1923年、アイルランド紛争の最中の対岸の島・イニシェリン島。狭くて誰もが顔見知りのような島で、毎日一緒にパブで黒ビールを飲んでいた親友に突然告げられた絶交。お互い独身だし、何年も一緒に飲み明かしてきたのになぜ?と主人公のパードリック(コリン・ファレル)は元親友になりつつあるコルム(ブレンダン・グリーソン)に縋る。しかし、コルムから返ってくるのは的を得ない答えばかり。二人の間に入った亀裂は、やがてパードリックの妹であるシボーン(ケリー・コンドン )や、駐在の息子でちょっと足りないドミニク(バリー・コーガン)にも及んでいき…という話。

イヤミス!暗澹とした曇り空の閉塞感の中で展開する息が詰まりそうな人間模様。「父、帰る」とか「ラブレス」のズビャギンツェフが大好物なんだけれども、それに通じるようなざらりとした味わいの作品。いい意味で辛くて最高。苦いレモンを齧ったような鑑賞後感。

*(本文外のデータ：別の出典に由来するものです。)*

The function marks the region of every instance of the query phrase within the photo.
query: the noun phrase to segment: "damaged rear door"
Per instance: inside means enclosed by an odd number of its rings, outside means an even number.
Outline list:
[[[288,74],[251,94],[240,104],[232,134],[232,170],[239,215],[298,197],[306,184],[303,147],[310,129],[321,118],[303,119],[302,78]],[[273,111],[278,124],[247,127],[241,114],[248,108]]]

対岸には戦火があがり、親友は突然いなくなり、取り残されたような孤独。

監督は「スリー・ビルボード」のマーティン・マクドナー。調べると、両親がアイルランド人なんだな。「スリー・ビルボード」の方が作品としてはわかりやすいし、感情移入しやすいと思う。でも甲乙つけ難いな。

まー、コルムの行動がビビットでビビる。生とか死とか、嘘とか血とか、正しいとか正しくないとか、そういうものが島という狭い社会のなかで、それぞれの境界線が曖昧なまま存在しているような雰囲気だった。そして、視点を変えればいくらでも環境を変えることはできるはずなのに、外に踏み出そうとはせずに、自分を孤独にする環境のなかでぐるぐると回っているように見えるパードリックが妹と対比される。

個人的には冒頭のコリン・ファレルの八の字眉毛を拝んだだけでちょっと満足。あと、衣装とか小物が可愛い。シャツインしてるコリン・ファレルがよい。というか、パードリックとシボーンが住む家が可愛い。あとバリー・コーガンもよかったな。「エターナルズ」とは全然違う役どころ。神経質さなんて全然ないけど、ちょっと憎めない。彼もアイルランド出身。
この作品にて出てくる癖が強いというか、偏屈な人たちって昔の物語とか、落語とかにはよく出てきた気がする。鼻つまみものにも人権があるというか。けど、最近は身近にいない気がするな。どこに行ってしまったのか。教育のおかげでいなくなってしまったのなら寂しい気もする。

期待に十分答えてくれた作品。ドライな悲劇。こういう作品を観ると精神がちょっとまともになる気がするのはなんでなんだろ。